Since the independence of Croatia in 1990, nine Croatian footballers have scored three or more goals (a hat-trick) in a game. Davor Šuker was the first player in history to achieve this feat, scoring three times in a 7–1 victory over Estonia in 1995. He is also the one of two players alongside Mario Mandžukić who scored a hat-trick more than once, grabbing his second hat-trick in Croatia's 7–0 win against Australia. Mladen Petrić has scored the greatest number of goals in one game, netting four times against Andorra.

The most recent hat-trick was scored by Mario Mandžukić in Croatia's 6–0 victory over Kosovo in the 2018 FIFA World Cup qualification campaign.

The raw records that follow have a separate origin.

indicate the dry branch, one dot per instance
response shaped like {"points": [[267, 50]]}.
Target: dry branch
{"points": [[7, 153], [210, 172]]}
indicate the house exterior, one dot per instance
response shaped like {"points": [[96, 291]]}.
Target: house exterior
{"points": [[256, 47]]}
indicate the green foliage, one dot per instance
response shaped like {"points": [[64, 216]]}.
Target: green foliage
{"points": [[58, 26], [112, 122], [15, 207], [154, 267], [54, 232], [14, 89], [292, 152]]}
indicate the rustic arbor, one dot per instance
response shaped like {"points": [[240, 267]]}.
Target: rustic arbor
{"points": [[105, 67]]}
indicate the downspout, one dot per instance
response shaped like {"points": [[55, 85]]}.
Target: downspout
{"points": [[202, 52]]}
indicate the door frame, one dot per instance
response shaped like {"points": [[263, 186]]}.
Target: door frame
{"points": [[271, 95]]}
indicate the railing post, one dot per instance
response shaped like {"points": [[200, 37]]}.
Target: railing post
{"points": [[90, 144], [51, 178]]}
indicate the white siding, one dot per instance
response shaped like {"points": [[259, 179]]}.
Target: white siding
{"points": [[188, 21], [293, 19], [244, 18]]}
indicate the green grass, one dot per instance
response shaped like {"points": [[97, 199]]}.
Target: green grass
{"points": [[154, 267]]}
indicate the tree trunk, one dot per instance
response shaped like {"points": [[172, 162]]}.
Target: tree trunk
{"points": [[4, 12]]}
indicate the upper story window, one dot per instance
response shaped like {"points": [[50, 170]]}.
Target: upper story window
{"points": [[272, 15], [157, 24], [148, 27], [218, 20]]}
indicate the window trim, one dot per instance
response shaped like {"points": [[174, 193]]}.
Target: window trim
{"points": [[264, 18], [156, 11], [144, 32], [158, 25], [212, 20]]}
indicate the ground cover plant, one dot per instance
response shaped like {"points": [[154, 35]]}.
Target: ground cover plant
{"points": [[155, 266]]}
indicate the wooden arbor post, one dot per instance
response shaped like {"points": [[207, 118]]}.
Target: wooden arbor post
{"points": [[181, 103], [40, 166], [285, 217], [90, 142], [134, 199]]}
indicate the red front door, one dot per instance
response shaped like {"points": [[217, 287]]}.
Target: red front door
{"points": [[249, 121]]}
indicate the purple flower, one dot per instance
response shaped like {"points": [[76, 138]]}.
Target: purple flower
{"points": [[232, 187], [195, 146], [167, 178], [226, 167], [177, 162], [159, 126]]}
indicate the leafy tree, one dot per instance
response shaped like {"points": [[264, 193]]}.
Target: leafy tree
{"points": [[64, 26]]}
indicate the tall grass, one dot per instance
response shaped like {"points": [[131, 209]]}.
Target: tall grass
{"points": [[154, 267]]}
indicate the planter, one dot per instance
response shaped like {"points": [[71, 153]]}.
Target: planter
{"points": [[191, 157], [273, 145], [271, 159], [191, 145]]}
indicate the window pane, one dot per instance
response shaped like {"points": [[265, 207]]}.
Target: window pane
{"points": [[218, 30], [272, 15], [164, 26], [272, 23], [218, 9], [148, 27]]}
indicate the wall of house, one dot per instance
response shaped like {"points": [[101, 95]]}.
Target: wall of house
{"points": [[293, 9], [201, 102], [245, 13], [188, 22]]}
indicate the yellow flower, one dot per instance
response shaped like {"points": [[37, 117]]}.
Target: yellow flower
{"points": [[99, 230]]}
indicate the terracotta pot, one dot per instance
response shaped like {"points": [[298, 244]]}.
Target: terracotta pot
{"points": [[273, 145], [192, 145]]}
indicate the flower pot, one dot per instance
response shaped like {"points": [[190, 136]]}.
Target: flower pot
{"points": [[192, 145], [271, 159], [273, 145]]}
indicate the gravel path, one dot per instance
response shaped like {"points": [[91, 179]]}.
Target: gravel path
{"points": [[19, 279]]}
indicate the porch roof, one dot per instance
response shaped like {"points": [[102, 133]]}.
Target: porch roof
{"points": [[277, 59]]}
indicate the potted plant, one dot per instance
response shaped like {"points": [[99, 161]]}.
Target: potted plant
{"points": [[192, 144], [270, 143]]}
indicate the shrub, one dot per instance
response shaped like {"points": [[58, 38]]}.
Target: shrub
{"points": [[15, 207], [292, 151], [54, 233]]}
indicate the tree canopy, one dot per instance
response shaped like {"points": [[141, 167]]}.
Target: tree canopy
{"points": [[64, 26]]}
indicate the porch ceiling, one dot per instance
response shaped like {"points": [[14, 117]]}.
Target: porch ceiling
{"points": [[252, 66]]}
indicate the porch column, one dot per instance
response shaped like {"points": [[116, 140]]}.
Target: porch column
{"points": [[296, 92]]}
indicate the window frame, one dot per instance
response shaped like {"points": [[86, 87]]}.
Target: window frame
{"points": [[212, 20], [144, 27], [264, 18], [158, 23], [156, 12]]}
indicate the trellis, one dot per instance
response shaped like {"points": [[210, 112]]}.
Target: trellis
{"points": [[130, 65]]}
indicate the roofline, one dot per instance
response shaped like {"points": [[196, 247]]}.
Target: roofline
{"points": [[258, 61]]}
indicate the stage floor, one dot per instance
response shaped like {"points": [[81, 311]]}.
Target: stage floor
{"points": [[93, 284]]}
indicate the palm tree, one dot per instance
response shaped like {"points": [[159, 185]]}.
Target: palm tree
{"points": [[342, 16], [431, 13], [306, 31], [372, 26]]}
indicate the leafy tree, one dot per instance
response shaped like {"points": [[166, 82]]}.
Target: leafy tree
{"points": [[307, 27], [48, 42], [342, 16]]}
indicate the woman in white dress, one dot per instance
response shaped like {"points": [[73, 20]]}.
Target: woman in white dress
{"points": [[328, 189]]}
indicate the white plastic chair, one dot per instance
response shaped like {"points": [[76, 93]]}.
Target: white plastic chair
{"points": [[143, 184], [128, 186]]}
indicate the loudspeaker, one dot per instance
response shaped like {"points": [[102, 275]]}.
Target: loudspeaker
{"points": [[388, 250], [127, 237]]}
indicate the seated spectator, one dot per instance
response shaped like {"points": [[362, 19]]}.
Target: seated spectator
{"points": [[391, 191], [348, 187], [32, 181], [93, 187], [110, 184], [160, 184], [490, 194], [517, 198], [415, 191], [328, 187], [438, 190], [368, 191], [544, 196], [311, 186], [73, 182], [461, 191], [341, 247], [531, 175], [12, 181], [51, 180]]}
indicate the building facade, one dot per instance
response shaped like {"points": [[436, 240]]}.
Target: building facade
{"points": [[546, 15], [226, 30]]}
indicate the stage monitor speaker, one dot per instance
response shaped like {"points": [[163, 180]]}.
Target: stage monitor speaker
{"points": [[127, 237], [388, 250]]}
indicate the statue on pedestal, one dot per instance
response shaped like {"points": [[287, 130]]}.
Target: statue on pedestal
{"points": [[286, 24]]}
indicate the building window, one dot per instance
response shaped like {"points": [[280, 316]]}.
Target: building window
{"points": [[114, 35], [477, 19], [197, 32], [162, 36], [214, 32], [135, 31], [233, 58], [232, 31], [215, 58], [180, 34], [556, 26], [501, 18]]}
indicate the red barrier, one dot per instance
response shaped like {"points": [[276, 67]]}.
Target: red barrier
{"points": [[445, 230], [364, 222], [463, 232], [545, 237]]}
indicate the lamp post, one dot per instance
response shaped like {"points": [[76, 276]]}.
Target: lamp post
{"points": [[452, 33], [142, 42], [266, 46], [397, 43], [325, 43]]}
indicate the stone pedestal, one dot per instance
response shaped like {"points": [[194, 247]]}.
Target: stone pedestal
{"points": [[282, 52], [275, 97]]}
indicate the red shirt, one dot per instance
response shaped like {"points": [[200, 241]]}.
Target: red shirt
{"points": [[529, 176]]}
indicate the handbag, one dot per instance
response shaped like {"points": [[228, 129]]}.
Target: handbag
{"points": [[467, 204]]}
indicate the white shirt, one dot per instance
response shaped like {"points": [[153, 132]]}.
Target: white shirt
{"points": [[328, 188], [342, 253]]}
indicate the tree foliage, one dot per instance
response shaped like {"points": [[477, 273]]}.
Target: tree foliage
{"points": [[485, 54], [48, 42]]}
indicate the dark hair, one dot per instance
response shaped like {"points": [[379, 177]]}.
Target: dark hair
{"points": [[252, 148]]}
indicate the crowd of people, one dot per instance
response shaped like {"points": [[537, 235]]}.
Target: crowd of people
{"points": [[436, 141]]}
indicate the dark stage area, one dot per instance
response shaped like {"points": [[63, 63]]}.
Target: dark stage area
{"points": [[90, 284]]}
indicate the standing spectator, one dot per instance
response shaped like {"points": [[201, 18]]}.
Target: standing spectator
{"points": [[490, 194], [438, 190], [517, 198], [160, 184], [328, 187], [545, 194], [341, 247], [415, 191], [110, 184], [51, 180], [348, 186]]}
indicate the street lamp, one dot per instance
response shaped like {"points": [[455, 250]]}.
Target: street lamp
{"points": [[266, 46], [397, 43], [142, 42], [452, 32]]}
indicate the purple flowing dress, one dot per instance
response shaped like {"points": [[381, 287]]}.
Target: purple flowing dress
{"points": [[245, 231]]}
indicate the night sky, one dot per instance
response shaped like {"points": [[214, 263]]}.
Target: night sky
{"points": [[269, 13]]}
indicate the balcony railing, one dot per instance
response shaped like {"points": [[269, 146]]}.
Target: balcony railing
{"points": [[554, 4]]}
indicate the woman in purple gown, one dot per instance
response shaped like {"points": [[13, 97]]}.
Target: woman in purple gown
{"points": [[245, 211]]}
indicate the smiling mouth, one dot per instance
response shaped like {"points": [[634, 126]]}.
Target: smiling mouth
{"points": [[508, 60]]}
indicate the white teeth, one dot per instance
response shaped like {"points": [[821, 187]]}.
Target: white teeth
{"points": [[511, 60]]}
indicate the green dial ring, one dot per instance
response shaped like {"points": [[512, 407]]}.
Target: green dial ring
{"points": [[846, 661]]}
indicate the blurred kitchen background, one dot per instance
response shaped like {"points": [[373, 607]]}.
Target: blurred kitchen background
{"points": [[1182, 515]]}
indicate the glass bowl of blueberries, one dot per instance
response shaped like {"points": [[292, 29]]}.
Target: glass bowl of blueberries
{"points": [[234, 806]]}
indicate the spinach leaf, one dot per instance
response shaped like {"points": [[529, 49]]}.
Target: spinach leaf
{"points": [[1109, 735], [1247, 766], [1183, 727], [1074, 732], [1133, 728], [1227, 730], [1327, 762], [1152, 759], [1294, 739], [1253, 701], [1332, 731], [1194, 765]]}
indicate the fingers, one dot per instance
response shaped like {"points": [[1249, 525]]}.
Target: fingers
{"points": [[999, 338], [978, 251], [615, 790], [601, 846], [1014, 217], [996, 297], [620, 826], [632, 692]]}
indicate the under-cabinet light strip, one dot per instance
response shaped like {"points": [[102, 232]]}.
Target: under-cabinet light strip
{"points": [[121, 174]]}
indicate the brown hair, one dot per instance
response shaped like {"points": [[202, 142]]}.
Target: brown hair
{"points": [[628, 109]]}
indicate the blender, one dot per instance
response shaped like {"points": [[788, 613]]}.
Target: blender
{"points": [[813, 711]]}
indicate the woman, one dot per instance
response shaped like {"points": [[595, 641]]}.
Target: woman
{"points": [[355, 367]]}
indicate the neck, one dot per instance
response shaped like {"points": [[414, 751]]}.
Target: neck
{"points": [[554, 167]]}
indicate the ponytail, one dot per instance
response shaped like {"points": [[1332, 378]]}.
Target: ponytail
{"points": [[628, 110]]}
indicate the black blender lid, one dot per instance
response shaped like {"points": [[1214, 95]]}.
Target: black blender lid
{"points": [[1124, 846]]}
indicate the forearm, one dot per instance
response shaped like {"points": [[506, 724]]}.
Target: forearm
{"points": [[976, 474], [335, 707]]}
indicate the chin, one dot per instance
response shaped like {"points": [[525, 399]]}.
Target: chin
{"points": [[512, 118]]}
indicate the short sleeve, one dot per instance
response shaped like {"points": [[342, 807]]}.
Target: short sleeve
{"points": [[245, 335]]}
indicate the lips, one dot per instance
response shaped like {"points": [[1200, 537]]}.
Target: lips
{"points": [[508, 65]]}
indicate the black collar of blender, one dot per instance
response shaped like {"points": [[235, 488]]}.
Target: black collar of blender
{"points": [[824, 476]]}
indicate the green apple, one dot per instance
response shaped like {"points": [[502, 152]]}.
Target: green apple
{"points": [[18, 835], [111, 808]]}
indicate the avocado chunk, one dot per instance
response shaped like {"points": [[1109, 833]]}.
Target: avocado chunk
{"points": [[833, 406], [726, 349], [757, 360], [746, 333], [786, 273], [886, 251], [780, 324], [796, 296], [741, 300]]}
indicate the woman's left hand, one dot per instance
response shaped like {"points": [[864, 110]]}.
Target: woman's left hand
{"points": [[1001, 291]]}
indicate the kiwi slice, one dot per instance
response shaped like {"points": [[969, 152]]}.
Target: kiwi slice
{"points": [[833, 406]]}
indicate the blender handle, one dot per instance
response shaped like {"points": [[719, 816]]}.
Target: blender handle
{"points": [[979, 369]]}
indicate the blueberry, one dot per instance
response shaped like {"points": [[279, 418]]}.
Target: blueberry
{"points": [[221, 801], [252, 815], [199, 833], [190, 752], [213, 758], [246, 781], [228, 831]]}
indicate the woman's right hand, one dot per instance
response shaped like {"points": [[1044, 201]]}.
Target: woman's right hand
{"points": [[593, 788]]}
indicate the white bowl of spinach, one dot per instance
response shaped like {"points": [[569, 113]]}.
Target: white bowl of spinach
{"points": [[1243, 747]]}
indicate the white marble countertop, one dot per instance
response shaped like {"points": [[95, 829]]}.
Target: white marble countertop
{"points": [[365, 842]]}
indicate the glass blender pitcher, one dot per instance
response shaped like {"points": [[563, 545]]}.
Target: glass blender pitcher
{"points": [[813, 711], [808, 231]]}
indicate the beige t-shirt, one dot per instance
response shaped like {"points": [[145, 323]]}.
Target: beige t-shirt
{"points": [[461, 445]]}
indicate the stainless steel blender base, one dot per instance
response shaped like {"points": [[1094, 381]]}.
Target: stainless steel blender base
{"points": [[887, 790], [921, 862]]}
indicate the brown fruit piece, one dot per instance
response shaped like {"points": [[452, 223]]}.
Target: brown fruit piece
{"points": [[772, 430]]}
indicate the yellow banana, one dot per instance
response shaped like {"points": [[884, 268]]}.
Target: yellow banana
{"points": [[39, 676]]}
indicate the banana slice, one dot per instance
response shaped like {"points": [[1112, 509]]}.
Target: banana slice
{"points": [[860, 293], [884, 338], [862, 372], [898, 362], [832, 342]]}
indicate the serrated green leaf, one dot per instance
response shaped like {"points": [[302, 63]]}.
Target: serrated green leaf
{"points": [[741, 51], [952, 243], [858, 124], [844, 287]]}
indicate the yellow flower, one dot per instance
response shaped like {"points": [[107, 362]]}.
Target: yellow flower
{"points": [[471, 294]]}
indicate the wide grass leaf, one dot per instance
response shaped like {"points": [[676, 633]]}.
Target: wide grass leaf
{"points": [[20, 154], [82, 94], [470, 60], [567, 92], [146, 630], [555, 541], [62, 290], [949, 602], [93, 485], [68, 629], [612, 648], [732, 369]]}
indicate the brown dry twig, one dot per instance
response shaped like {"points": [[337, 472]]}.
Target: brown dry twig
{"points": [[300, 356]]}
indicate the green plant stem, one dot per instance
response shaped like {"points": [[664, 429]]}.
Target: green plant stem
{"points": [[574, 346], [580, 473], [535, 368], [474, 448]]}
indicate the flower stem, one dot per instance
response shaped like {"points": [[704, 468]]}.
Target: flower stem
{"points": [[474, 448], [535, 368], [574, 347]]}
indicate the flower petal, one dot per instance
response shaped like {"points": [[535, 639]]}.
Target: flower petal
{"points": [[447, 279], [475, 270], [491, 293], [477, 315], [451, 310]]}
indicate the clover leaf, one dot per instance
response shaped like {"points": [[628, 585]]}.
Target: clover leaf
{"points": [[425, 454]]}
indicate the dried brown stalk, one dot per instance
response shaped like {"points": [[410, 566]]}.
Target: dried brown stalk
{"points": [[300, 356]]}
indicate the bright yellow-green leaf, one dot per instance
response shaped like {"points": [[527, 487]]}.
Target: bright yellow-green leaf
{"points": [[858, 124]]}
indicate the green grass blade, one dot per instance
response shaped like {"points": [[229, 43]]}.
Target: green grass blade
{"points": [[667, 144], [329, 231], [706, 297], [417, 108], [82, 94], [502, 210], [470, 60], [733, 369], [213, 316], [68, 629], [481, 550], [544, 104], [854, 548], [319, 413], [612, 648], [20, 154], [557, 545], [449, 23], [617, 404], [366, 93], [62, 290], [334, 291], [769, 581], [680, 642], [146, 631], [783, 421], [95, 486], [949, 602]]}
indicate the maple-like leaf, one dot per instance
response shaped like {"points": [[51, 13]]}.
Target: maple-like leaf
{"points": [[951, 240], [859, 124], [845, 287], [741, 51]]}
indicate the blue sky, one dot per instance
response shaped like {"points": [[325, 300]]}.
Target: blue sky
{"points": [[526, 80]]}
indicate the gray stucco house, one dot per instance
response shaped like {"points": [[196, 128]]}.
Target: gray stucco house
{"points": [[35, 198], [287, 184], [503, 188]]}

Croatia have conceded four hat-tricks since 1941, the most recent being scored by Theo Walcott in a 4–1 defeat by England in the qualifications for the 2010 FIFA World Cup.

==Hat-tricks for Croatia==
^{4} - player has scored 4 goals

| Date | Player | Opponent | Venue | Competition | Result^{[a]} | Report |
| 3 September 1995 | Davor Šuker | Estonia | Stadion Maksimir, Zagreb | UEFA Euro 1996 qualifying | 7–1 | HNS-CFF.hr |
| 13 March 1996 | Goran Vlaović | South Korea | Stadion Kranjčevićeva, Zagreb | Friendly | 3–0 | HNS-CFF.hr |
| 6 June 1998 | Davor Šuker | Australia | Stadion Maksimir, Zagreb | Friendly | 7–0 | HNS-CFF.hr |
| 24 March 2001 | Boško Balaban | Latvia | Stadion Gradski vrt, Osijek | 2002 FIFA World Cup qualification | 4–1 | HNS-CFF.hr |
| 7 October 2006 | Mladen Petrić^{4} | Andorra | Stadion Maksimir, Zagreb | UEFA Euro 2008 qualifying | 7–0 | HNS-CFF.hr |
| 15 November 2006 | Eduardo da Silva | Israel | Ramat Gan Stadium, Ramat Gan | UEFA Euro 2008 qualifying | 4–3 | HNS-CFF.hr |
| 4 June 2016 | Mario Mandžukić | San Marino | Stadion Rujevica, Rijeka | Friendly | 10–0 | HNS-CFF.hr |
Nikola Kalinić
| 6 October 2016 | Mario Mandžukić | Kosovo | Loro Boriçi Stadium, Shkodër | 2018 FIFA World Cup qualification | 6–0 | HNS-CFF.hr |

==Hat-tricks conceded by Croatia==

| Date | Player | Opponent | Venue | Competition | Result^{[a]} | Report |
|---|---|---|---|---|---|---|
| 2 April 1997 | Primož Gliha | Slovenia | Stadion Poljud, Split | 1998 FIFA World Cup qualification | 3–3 | Sportnet.hr |
| 22 August 2007 | Zlatan Muslimović | Bosnia and Herzegovina | Asim Ferhatović Hase Stadium, Sarajevo | Friendly | 5–3 | Sportnet.hr |
| 10 September 2008 | Theo Walcott | England | Stadion Maksimir, Zagreb | 2010 FIFA World Cup qualification | 1–4 | Sportnet.hr |

==Notes==

 The result is presented with Croatia's score first.